Go’s package ecosystem does not seem very mature. We often stumble upon GitHub projects that are abandoned or only have released two versions. Of course, it’s not fair to compare a relative young programming language to the vast and stable available packages of say .NET/Java. And yet, that’s exactly what I’m doing, sorry. Go’s biggest ORM package, Gorm, is light-years behind Hibernate/Entity Framework in terms of functionality, and full of undocumented weird behaviour. What do Go nerds say? You don’t need ORM in Go! Do It Yourself!
In Go, there’s only one way to do things.
While I usually applaud conventions and a uniform way to do things—if it reduces technical debt and increases readability—this part of Go’s boringness is just untrue. Want to write a test? Sure, how about a table test? No? Okay, what about a test suite using stretchr/testify (also used by 557k other projects because obviously that should not be a part of the core language)? No? Okay, what about a custom subtest in a table test as part of a test suite? You see where I’m going with this?

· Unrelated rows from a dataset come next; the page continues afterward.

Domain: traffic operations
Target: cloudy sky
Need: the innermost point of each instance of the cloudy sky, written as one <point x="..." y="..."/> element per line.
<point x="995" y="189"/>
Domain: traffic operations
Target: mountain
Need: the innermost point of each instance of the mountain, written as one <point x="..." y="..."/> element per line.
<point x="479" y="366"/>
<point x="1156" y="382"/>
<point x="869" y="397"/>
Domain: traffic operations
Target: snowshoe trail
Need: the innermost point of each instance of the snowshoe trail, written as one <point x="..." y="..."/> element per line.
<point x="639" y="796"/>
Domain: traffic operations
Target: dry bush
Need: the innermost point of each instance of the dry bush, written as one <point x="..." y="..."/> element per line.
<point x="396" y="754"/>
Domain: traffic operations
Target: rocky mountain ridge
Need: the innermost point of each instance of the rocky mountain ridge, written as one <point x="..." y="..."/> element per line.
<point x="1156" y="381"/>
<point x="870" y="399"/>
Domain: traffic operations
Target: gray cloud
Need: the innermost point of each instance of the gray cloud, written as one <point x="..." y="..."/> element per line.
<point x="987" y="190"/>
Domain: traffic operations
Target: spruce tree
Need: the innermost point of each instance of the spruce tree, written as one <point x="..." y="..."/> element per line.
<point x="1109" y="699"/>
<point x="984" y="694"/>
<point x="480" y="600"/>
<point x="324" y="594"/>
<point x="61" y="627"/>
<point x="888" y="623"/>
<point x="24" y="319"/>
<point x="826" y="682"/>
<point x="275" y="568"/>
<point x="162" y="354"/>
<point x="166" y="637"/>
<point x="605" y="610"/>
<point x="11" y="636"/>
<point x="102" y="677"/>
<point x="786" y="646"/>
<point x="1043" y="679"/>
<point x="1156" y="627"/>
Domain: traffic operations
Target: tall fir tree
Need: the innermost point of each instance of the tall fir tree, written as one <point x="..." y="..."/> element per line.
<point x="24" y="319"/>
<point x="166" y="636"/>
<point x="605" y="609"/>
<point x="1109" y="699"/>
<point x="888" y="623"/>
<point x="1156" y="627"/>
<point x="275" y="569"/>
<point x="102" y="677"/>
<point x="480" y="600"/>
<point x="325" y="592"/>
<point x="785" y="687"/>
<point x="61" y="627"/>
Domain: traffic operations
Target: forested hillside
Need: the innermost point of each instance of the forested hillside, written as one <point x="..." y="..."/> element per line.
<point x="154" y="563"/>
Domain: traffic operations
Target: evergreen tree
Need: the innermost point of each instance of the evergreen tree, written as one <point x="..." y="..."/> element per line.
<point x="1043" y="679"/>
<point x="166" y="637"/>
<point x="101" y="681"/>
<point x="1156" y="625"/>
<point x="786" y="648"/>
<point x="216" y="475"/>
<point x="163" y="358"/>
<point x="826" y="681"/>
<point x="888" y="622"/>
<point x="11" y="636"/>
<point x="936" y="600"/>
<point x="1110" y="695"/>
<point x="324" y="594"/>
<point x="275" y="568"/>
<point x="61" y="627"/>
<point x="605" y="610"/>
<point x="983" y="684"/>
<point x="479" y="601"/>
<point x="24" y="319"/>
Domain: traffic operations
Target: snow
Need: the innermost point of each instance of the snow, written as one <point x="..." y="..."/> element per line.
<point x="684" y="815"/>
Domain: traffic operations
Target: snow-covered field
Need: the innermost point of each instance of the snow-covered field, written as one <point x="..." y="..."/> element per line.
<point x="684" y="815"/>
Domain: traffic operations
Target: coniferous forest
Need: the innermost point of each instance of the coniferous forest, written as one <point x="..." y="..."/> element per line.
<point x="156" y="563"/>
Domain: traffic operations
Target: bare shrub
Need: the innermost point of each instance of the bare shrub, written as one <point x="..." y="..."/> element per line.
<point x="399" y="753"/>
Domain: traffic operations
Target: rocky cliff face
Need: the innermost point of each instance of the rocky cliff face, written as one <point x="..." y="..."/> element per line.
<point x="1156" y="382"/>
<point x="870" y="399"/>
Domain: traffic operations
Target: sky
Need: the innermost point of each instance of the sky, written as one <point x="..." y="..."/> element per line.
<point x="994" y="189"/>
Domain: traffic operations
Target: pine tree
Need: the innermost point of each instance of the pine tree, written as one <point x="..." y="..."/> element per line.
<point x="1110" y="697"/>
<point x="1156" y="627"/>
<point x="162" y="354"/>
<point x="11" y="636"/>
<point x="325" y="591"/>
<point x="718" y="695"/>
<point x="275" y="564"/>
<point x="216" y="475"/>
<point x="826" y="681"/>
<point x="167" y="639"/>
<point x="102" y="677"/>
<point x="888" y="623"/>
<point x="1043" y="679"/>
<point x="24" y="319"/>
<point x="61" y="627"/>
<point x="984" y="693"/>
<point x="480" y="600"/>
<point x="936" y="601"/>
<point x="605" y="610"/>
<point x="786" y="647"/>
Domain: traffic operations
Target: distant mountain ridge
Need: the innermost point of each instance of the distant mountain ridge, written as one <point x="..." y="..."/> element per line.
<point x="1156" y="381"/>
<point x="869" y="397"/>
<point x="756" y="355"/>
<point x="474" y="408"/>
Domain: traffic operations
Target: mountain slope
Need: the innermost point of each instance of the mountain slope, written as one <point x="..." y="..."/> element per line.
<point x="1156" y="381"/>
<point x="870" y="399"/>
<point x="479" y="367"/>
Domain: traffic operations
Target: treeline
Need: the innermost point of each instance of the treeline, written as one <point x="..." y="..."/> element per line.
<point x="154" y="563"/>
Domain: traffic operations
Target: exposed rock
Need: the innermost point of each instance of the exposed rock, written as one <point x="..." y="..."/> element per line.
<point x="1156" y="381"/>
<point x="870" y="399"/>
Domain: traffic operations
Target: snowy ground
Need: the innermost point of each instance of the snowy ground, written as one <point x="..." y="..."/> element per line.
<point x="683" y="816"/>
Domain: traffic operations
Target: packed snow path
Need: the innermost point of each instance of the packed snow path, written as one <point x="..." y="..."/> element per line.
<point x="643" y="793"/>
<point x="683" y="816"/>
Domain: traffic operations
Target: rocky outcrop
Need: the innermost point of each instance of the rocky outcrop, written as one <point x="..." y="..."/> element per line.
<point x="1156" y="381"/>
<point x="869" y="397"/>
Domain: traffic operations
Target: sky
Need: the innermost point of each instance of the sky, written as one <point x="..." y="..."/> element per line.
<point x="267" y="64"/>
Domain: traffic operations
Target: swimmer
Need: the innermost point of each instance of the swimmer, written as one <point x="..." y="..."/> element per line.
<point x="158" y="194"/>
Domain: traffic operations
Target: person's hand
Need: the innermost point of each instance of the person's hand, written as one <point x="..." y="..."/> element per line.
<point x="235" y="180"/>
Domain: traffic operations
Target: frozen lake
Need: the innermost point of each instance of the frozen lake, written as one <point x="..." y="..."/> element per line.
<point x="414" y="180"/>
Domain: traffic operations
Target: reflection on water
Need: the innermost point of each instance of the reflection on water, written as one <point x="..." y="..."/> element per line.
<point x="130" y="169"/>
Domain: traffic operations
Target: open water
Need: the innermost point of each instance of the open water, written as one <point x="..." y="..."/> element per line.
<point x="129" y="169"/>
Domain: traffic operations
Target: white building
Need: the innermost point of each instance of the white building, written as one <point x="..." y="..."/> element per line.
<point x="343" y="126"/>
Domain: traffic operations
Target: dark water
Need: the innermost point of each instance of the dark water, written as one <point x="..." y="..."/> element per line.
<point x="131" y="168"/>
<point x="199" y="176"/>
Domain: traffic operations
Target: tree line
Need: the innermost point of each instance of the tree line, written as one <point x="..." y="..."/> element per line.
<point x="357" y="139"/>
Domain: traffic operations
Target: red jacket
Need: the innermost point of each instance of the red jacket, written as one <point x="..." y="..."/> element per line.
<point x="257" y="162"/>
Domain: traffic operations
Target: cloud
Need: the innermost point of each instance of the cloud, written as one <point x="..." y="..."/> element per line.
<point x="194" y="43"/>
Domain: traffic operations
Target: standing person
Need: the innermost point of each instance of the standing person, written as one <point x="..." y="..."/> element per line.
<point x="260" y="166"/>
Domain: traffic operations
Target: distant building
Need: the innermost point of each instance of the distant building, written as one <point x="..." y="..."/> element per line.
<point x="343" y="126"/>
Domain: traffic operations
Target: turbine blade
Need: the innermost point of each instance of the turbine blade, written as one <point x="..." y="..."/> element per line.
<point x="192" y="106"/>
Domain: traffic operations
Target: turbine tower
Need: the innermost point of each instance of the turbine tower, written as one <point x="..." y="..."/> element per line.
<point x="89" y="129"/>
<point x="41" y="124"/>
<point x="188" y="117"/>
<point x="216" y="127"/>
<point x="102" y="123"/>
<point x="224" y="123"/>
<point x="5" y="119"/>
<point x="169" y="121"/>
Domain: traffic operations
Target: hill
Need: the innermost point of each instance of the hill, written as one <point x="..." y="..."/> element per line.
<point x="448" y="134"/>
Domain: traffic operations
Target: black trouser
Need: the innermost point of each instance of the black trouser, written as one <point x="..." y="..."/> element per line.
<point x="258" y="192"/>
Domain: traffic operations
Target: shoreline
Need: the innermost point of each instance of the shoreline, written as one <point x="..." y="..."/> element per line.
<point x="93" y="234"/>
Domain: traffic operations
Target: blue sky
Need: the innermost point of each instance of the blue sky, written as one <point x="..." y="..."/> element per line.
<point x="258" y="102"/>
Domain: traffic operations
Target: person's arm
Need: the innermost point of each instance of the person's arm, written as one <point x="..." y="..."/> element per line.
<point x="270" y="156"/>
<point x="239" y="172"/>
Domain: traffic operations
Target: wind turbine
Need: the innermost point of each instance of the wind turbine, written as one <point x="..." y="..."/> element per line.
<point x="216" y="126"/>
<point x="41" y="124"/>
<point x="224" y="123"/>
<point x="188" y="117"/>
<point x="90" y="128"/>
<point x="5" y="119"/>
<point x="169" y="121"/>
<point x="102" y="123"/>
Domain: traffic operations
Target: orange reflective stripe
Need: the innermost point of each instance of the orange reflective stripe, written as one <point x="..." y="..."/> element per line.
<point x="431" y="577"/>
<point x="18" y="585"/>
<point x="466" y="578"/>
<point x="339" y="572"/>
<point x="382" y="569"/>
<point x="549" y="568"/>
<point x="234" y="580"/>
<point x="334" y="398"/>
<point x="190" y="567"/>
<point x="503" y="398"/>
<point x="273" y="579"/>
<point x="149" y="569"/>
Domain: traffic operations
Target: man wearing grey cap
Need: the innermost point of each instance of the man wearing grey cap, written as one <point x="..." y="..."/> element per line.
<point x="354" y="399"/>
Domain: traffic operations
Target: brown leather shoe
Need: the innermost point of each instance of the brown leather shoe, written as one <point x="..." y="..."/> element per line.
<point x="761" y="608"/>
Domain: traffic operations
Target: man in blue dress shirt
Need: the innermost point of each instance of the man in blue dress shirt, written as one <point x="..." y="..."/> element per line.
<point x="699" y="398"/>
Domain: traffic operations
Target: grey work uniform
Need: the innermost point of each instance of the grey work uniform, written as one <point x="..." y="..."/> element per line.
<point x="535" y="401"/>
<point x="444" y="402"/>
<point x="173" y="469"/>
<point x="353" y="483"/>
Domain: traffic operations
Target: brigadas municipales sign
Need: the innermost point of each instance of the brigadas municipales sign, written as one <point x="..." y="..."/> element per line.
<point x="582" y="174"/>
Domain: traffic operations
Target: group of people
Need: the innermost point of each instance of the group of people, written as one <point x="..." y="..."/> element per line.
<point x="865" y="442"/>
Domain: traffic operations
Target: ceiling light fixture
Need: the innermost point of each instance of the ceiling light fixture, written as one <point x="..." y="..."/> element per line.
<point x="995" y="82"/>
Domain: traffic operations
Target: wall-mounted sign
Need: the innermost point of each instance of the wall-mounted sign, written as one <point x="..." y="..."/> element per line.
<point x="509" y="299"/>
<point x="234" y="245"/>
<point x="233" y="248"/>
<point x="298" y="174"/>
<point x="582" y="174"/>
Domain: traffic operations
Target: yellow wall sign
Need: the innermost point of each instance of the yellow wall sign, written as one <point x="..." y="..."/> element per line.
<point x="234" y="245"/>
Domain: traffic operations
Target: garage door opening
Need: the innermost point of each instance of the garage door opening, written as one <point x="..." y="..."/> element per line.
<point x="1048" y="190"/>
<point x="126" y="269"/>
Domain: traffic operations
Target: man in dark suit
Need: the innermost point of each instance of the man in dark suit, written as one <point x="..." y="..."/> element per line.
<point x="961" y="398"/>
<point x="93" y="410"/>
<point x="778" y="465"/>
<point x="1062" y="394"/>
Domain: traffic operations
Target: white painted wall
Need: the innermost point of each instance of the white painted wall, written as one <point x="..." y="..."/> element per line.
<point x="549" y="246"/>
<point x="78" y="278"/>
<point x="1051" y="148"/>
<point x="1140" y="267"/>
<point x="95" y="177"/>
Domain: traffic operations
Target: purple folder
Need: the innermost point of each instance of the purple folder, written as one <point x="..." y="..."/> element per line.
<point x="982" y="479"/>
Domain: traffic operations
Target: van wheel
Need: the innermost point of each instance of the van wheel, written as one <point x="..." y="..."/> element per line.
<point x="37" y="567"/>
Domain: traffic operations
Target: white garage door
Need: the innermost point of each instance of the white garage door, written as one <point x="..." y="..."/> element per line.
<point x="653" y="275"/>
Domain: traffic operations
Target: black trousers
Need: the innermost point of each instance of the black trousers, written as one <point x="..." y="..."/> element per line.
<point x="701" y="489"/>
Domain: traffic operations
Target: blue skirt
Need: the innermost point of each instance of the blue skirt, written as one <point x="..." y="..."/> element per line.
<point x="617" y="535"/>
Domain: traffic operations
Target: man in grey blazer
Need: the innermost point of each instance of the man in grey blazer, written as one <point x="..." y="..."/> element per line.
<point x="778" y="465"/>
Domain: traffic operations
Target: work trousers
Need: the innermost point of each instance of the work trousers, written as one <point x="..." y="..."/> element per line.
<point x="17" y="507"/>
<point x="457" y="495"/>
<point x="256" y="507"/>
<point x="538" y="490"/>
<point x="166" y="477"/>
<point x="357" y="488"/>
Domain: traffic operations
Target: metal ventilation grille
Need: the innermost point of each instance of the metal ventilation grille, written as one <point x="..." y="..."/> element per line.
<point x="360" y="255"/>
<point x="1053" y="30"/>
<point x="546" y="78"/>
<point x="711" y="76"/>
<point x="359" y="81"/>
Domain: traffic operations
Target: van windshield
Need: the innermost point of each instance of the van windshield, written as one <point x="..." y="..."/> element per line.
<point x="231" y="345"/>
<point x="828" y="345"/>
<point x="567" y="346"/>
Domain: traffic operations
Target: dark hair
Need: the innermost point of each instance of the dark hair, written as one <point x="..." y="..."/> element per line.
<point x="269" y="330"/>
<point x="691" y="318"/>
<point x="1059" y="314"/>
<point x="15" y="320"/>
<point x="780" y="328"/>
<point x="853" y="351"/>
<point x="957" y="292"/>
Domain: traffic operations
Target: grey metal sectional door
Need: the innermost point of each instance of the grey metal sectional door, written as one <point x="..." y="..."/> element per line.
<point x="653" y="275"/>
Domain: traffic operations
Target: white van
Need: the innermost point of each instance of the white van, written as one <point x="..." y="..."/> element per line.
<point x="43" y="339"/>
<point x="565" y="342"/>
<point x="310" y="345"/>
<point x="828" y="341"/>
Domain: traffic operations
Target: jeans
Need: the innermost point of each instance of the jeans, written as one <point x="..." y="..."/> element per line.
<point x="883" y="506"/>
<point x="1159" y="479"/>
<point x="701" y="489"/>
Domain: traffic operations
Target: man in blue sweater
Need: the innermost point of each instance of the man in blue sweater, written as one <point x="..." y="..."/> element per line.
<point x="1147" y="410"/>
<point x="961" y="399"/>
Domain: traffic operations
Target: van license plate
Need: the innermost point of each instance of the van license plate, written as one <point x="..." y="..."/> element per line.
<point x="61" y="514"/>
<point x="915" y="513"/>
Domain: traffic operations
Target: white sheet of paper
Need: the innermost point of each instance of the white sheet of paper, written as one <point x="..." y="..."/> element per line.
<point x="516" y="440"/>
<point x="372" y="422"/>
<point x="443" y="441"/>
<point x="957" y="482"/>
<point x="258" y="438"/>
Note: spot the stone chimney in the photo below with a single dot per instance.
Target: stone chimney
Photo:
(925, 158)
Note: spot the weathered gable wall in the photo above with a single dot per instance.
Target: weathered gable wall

This shouldn’t be a problem as it’s just a matter of having good agreements within the team. But precisely because of these conflicting philosophical statements of the core Go team (who are not consistent themselves), we encountered more instead of less instances of never-ending discussions. Go is opinionated, I get that. They refuse to put in assertions and the explanation sounds a lot like fuck you, you’re a bad programmer. The result is go getting Yet Another Package.
Debugging in Go is not fun.
If you have ever tried evaluating expressions during debugging sessions, you’ll know what I mean. Custom string representations of objects at runtime are also out of the question. Stacktraces and/or logs of failing unit tests are very confusing if you run thousands of them in a CI. Even if that last argument is a configuration error on our part, it feels like I’m debugging C instead of Go. Which makes sense as it can rely on the same (debugging) toolchain.
I’d rather “go” for a developer debugging experience instead of an optimized binary, thank you very much. I presume Rust learned from Go’s mistakes by providing very clear and good error information when something goes wrong—most of the errors come with suggestions that are dead-on.
Go’s built-in package, test, and performance monitor toolchain are all great, but as with all things in life, these come with a cost: the cost of having to deal with boring and plumbing code. It’s up to you how to interpret the word boring. I haven’t even touched “import cycle not allowed” in tests or trying to do DDD: overly relying on the strange struct embed mechanism is just asking for misery.
I think Go is perfectly fine for infrastructure work—after all, Docker, Drone, Hugo, and the like are written in Go. But please don’t try to write an ERP packet in Go, even if your CTO is a Google fanboy and rolled out their Super Duper Google Stack Migration Plan.